Merhamet, vicdan, doğruluk vesair insani hiçbir değer taşımıyorlar. Kendi kurdukları BM’nin Gazze oluşumlarını bombalamaktan, çalışanlarını öldürmekten bile çekinmiyorlar, daha ne diyelim..

Misal; AB üyesi Macaristan, UCM’nin geçtiğimiz Kasım ayında, soykırımcı Netanyahu’ya tutuklama kararı vermesinin ertesi günü katili ülkesine davet etti. Bununla kalmayan Macaristan Başbakanı Viktor Orban, önceki gün(3 Nisan) Netanyahu’nun Macaristan’ı ziyareti esnasında Uluslararası Ceza Mahkemesi'nden (UCM) çekilme kararı aldığını duyurdu.

Mesele gayet açık...

Konu bir İslam ülkesi lideri olsaydı UCM’nin kararı sorgulanmazdı ancak bu, suçu sabit bir soykırımcı olduğu için çekilmekle UCM tiye alındı..
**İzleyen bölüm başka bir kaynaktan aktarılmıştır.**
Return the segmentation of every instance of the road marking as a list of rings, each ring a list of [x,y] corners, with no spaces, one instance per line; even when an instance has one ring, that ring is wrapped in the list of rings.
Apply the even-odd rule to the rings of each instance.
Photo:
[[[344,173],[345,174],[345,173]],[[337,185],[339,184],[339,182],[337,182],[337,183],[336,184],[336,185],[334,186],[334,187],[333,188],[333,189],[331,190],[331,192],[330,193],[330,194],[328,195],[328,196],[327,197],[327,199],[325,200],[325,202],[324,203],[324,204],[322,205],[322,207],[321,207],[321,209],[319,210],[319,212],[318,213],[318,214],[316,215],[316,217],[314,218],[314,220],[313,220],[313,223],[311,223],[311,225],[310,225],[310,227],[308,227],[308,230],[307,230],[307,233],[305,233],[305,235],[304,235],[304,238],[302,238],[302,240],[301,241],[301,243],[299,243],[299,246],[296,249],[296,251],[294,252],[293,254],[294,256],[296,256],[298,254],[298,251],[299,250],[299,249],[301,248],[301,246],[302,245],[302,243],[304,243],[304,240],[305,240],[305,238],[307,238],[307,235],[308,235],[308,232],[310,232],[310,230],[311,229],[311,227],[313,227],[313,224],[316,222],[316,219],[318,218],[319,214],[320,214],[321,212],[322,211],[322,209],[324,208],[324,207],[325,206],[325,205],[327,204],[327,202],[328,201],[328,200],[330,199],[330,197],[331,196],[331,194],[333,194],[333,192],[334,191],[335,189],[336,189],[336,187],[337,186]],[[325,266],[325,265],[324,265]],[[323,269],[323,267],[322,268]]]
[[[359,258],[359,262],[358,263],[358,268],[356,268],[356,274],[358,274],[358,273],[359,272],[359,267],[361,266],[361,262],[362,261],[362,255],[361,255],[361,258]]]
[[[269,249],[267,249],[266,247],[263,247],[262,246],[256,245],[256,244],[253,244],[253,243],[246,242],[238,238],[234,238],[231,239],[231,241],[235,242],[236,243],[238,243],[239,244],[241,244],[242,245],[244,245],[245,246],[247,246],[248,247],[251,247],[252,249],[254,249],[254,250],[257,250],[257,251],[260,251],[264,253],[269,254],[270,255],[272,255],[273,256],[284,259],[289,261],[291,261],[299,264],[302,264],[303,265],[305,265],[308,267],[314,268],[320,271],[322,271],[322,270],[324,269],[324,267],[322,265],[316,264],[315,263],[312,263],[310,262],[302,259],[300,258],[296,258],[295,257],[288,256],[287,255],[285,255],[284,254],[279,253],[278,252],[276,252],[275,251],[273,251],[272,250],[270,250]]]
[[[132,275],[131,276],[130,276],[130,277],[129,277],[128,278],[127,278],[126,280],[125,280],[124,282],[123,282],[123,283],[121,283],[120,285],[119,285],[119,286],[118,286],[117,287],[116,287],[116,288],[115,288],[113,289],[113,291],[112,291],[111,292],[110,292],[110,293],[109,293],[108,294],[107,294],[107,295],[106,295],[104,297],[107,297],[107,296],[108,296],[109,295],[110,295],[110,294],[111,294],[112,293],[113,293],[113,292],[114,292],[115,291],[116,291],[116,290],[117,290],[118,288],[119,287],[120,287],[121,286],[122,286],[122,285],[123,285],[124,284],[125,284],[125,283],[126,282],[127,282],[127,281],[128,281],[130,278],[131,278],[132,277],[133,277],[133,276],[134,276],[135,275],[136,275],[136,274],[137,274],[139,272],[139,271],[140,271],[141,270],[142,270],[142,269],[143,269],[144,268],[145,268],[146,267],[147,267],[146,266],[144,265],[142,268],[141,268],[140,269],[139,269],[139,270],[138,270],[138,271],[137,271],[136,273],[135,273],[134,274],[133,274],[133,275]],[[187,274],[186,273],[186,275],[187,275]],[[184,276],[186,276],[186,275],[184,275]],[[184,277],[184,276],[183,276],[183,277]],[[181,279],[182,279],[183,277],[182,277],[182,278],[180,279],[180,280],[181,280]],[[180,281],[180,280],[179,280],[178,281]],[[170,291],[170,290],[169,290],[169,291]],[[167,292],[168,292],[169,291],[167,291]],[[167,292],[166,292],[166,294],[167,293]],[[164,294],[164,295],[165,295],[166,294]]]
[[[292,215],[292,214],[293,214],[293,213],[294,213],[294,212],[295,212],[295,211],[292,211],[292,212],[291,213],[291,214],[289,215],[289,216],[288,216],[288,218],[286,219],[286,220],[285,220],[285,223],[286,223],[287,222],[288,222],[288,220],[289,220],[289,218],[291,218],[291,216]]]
ABD ise siyonist efendilerini memnun etmek için üzerine ne düşüyorsa layıkıyla yapıyor. Şu ana kadar ülke genelindeki üniversitelerde süren Filistin protestolarına katılan, destek veren yüzlerce öğrenci vizesini iptal ederek, tutuklama ve deport uyguluyor.

Siyonistlerin güdümündeki batı bloğu; işgal, katliam, soykırım gibi türlü zulümlerde alabildiğine cüretkar bir tutum sergilerken, İslam ülkeleri bırakın askeri bir ültimatom vermeyi maalesef yardım tırlarını Refah sınırından zorla geçirecek bir irade ve cesaretini bile toparlayabilmiş değil.

Filistin gibi bir azası ateşler içerisinde yanmasına rağmen kınamaların ötesine geçmeyen, kendi koyduğu uluslararası sözleşmelere kendi bile uymayan Batının kurallarından şaşmayan İslam ülkeleri olarak acizliğimiz o kadar büyük ki hangi birini anlatalım ki..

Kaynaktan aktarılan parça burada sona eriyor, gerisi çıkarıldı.